Denpasar – Direktorat Jenderal (Dirjen) Bimas Hindu Kementerian Agama (Kemenag) Indonesia, Prof Drs I Ketut Widnya, MA, MPhil, PhD mengatakan, paham radikalis tak ubahnya seperti wabah penyakit yang telah menggerogoti dan menyebar keseluruh sendi-sendi negara. Berdasarkan data, paham radikal ini telah merasuk di 19 provinsi di Indonesia.
“Kita di Indonesia sangat marah dengan paham tersebut. Istilahnya radikalisme semacam penyakit yang sudah menyebar dan sulit diatasi, bahkan sudah menjalar ke lembaga resmi. Radikalisme juga sudah merongrong sila pertama Pancasila, yaitu Ketuhanan Yang Maha Esa,” kata I Ketut Widnya di Denpasar, Bali, Jumat (4/8/2017).

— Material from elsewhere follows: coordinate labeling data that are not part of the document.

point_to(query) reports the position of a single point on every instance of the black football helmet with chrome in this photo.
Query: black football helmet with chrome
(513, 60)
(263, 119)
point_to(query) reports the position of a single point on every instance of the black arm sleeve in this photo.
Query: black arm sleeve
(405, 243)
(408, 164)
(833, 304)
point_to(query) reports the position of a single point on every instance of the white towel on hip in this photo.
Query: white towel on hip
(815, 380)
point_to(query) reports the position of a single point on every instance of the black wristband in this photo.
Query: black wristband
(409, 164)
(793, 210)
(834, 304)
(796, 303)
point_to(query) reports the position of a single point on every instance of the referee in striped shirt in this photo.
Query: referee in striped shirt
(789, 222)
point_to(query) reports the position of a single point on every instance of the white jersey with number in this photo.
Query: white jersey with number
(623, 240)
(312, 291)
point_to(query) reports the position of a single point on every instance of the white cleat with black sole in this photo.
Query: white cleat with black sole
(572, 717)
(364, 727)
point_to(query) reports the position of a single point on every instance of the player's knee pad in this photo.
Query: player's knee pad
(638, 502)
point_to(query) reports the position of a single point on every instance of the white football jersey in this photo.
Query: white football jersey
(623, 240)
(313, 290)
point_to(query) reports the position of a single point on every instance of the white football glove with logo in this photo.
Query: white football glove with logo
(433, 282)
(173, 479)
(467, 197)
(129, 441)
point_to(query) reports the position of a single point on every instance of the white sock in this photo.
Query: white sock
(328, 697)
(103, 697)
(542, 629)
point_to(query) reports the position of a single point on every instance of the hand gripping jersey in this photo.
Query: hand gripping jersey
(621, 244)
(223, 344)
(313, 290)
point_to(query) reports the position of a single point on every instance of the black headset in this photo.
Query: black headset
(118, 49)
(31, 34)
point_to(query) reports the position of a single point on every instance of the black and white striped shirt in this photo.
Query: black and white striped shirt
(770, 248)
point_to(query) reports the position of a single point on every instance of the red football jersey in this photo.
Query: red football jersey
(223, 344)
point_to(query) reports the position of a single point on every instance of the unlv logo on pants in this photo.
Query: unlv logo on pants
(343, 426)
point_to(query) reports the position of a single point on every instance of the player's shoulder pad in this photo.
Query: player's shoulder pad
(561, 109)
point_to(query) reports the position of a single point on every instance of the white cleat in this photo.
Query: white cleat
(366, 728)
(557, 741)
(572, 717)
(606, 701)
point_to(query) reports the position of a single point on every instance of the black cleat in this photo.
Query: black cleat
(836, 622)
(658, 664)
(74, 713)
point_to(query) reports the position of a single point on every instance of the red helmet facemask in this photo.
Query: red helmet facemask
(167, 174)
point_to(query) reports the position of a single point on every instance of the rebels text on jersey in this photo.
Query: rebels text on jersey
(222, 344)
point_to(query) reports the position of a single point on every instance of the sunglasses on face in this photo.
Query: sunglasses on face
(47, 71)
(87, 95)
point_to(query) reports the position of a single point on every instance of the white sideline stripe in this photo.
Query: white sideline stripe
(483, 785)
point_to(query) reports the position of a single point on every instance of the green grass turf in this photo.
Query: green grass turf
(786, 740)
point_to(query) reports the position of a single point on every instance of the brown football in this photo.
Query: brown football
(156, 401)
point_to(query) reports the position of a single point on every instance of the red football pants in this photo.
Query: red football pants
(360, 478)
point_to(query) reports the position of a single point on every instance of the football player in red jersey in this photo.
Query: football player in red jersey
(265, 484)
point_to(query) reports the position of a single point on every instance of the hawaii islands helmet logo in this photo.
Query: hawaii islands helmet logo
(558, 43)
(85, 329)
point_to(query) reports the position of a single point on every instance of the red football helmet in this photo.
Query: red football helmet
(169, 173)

Dikatakan, ada upaya ingin menyeragamkan kemajemukan di Indonesia. Semua itu dilakukan oleh orang-orang yang mengatasnamakan agama. Radikalisme adalah semacam penyakit yang sudah menyebar, bahkan sudah menjalar ke lembaga resmi. Keinginan mengubah Pancasila harus segera diobati, agar keutuhan Negara Kesatuan Republik Indonesia (NKRI) tetap terjaga.
Hal itu terungkap dalam diskusi budaya di auditorium Institute Seni Indonesia (ISI) Denpasar yang bekerja sama dengan Bali Post. Diskusi budaya ini bertajuk ‘Memaknai Nilai-nilai Kearifan Lokal dalam Membangkitkan Nasionalisme’. Selain I Ketut Widnya juga hadir Rektor ISI Denpasar Prof I Gede Arya Sugiartha, S.SKar, MHum, IB Yudha Triguna dari UNHI, AA Agung Suryawan dari Paikertan Krama Bali.
Dirjen Bimas Hindu Kemenag juga menyatakan bahwa bangsa Indonesia sangat marah dengan rongrongan radikalisme itu. Warga Negara Indonesia tidak ada yang berkeinginan dilahirkan di Bali, Lombok, atau pulau Jawa. Sebab, kelahiran itu adalah takdir yang tidak dapat ditolak dan dilawan. Jadi, jika ada yang ingin melakukan penyeragaman melalui paham radikal, harus dilawan.
I Ketut Widnya berharap, melalui diskusi kebudayaan bertajuk ‘Memaknai Nilai-nilai Kearifan Lokal dalam Membangkitkan Nasionalisme’ itu, bisa memberikan solusi bagaimana menjaga keberagaman dalam satu bingkai, yakni pancasila. “Mudah-mudahan lewat dikusi ini ada solusi bagaimana menjaga keutuhan NKRI,” tegasnya.
Sementara Rektor ISI Denpasar, Prof I Gede Arya Sugiartha mengatakan, upaya memperkuat nasionalisme atau rasa kebangsaan, dapat dilakukan dengan memunculkan sifat-sifat positif manusia Indonesia. Salah satu caranya adalah membangkitkan kembali nilai-nilai kearifan lokal yang tertanam dalam budaya.
“Membangun budaya berarti membangun karakter manusia agar bertingkah laku baik dalam tatanan kehidupan bersama. Hal itu dikarenakan kebudayaan merupakan sistem kognitif yang dipergunakan untuk mengatur tingkah laku. Bangsa Indonesia telah lama terjerumus dalam cara berpikir logosentris yang hanya menganggap ilmu dan pengetahuan sebagai tulang punggung pembangunan semesta,” pungkasnya.